The gathering also violated a tough Internal Security Act imposed last month, said the Center for Administration of Peace and Order, a special government body set up during the protests.
"The way the rally is being held is inappropriate and unlawful," Prime Minister Abhisit Vejjajiva said after failed talks between authorities and the protesters.
The protesters ignored two deadlines to leave the area where Central World , the second-largest shopping complex in Southeast Asia, and half a dozen other big malls and retailers shut their doors for a second day in response to the rally.
But there was no sign security forces would disperse the mostly rural and working-class "red shirts", who say they will not leave until Abhisit dissolves parliament and calls elections.
"Abhisit will not dare" give an order to disperse the crowd, Jatuporn Prompan, a "red shirt" leader, said from a makeshift stage. "If bullets are fired, it will be a disaster for him."

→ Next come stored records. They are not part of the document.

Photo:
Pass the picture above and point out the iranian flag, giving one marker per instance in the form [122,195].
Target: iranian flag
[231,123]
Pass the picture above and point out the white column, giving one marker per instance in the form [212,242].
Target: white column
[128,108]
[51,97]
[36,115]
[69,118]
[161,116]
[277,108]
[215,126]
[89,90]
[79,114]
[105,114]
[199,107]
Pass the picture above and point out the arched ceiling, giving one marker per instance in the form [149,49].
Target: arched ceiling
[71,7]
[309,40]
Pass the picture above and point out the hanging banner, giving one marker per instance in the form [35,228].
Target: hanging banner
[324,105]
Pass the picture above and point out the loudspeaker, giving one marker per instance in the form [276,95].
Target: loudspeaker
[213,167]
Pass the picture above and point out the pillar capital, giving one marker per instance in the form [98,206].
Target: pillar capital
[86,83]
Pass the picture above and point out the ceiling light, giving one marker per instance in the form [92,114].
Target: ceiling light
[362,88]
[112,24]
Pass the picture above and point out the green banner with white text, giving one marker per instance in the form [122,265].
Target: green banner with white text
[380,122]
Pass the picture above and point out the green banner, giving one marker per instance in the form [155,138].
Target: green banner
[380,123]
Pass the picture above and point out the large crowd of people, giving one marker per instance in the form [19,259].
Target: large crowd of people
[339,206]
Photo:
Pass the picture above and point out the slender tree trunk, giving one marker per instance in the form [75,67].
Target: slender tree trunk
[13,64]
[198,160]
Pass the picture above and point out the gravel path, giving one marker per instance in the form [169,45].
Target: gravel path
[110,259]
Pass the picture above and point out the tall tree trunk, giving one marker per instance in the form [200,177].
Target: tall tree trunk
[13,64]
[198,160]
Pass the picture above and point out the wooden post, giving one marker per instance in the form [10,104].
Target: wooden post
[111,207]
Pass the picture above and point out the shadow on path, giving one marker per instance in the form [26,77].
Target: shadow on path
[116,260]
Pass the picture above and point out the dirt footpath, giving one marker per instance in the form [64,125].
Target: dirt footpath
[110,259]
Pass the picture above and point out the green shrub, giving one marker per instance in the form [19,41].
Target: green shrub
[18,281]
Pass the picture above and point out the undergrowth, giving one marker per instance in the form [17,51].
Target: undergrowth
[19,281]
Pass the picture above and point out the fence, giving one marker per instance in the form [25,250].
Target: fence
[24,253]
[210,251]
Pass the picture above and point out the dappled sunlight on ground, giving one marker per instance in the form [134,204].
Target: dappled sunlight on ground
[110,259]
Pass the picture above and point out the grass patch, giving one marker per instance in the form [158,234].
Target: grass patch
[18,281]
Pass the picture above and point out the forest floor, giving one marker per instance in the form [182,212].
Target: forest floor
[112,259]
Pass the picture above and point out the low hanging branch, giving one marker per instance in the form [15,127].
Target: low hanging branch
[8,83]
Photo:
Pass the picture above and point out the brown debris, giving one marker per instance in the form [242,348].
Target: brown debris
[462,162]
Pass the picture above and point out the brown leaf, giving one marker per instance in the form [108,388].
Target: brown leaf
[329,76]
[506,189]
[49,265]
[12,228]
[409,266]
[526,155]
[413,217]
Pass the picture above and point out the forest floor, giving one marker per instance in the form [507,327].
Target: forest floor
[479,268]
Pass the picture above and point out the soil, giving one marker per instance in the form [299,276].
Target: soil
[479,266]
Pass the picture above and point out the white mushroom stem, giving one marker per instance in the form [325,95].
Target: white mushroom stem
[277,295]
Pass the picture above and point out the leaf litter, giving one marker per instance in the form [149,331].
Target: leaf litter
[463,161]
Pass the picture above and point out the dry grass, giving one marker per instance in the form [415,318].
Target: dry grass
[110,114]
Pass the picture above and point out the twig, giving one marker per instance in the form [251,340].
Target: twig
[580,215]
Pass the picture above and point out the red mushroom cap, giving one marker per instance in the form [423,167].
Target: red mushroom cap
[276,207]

Another protest leader, Veera Musikapong, said they would remain until Monday at least. "This area is a symbol of the Bangkok elite," he said. "We want to show them they cannot rule without the consensus of the people."
Backed by Thailand's powerful military and royalist establishment, Abhisit said a peaceful poll now would be difficult given the tensions and repeated his recent offer to dissolve parliament in December, a year early.

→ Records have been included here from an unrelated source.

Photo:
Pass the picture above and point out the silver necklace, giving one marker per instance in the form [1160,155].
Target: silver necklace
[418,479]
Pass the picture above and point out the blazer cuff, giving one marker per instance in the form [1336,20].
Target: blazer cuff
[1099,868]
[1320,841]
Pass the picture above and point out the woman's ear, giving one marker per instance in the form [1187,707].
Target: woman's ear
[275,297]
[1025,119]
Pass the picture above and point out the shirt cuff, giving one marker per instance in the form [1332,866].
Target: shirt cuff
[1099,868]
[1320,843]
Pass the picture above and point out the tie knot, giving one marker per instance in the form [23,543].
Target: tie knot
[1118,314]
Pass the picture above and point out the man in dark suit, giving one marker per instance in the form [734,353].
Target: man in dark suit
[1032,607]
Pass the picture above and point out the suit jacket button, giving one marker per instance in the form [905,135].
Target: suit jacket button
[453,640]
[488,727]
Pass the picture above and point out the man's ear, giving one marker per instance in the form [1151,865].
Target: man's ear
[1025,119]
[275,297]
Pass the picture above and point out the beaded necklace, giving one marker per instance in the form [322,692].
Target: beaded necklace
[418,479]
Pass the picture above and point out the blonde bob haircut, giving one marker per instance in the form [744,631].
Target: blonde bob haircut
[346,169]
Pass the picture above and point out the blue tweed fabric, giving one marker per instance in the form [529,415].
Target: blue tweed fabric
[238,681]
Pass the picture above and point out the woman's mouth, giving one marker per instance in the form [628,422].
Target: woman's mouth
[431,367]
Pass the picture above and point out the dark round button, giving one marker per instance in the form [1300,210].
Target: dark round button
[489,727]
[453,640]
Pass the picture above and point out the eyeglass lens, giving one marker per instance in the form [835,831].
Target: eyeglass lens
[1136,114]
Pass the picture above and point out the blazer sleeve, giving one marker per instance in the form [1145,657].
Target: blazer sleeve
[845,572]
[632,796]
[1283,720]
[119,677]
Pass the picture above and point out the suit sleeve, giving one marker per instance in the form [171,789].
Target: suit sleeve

"Opposing political opinions remain so widely different they do not create an atmosphere for a peaceful and orderly election, one that can ease and resolve the rift in society," he said.

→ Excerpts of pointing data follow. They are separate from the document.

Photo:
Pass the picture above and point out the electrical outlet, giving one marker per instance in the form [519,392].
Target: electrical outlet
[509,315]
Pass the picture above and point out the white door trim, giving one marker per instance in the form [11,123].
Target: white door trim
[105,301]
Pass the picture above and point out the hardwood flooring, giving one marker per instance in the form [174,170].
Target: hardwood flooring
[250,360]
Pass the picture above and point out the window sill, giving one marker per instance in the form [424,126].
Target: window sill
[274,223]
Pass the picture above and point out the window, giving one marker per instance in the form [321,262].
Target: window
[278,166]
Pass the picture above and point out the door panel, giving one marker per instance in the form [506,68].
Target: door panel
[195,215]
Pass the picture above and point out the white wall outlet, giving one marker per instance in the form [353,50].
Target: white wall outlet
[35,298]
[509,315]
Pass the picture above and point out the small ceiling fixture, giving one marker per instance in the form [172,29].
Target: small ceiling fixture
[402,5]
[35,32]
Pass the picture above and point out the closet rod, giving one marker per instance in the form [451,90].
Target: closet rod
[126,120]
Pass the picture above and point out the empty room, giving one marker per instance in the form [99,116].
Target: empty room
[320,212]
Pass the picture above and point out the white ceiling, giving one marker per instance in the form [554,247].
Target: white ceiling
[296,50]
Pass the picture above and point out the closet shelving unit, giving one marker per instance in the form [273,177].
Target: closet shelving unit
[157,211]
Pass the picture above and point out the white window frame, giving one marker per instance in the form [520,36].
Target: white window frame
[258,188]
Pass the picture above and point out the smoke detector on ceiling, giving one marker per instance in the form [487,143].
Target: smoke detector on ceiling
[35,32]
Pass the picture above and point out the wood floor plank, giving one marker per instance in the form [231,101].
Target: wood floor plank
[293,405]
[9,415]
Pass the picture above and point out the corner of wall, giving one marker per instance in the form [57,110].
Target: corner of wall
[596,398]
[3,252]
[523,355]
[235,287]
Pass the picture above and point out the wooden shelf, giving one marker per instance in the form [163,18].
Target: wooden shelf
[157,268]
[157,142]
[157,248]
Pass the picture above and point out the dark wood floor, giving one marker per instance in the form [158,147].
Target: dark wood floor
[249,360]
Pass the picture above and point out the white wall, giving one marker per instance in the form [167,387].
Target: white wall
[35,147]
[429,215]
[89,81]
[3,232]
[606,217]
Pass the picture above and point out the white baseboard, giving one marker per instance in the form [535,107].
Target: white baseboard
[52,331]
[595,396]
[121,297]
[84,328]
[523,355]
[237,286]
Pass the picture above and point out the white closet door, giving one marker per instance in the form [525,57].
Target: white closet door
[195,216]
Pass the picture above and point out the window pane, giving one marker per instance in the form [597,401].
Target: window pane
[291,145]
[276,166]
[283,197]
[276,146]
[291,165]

The British-born, Oxford-educated economist urged Bangkok's 15 million people to show restraint amid signs of frustration, underscored by a counter-rally on Friday by "pink shirt" protesters who say the "red shirts" are unreasonable.
Analysts say Abhisit would likely lose an election if it were held now, raising investment risks in Southeast Asia's second-biggest economy following a $1.6 billion surge of foreign investment in Thai stocks over the past five weeks on expectations he would survive the showdown.
Economists also caution continued political turmoil could force the central bank to delay an expected interest-rate rise.
The "red shirts", supporters of twice-elected and now fugitive former prime minister Thaksin Shinawatra, say Abhisit has no popular mandate and came to power illegitimately, heading a coalition the military cobbled together after courts dissolved a pro-Thaksin party that led the previous government.
Abhisit says he was voted into office by the same parliament that picked his Thaksin-allied predecessors.
In 2008, yellow-shirted protesters who opposed Thaksin's allies in the previous government occupied the prime minister's office for three months and then blockaded Bangkok's main airport until a court expelled the government.
At the centre of the impasse is Thaksin, a former telecoms tycoon seen as authoritarian and corrupt before he was ousted in a 2006 coup but a rallying symbol for the poor as the first Thai civilian leader to reach out to rural voters.
The occupation of one Bangkok's biggest commercial districts has stoked concerns about a rippling impact on tourism and the economy ahead of Thailand's April 13-15 Songkran holidays.
"We have nothing against peaceful democratic protests, but this has affected the normal way of life," said Apichart Singka-aree, director and former president of the private Association of Thai Travel Agents.
"Out of some 100 previously booked flights for Chinese tourists to fly in for the Songkran festival, over 60 have been cancelled. We are trying to save the remaining 30 something flights," he told Reuters.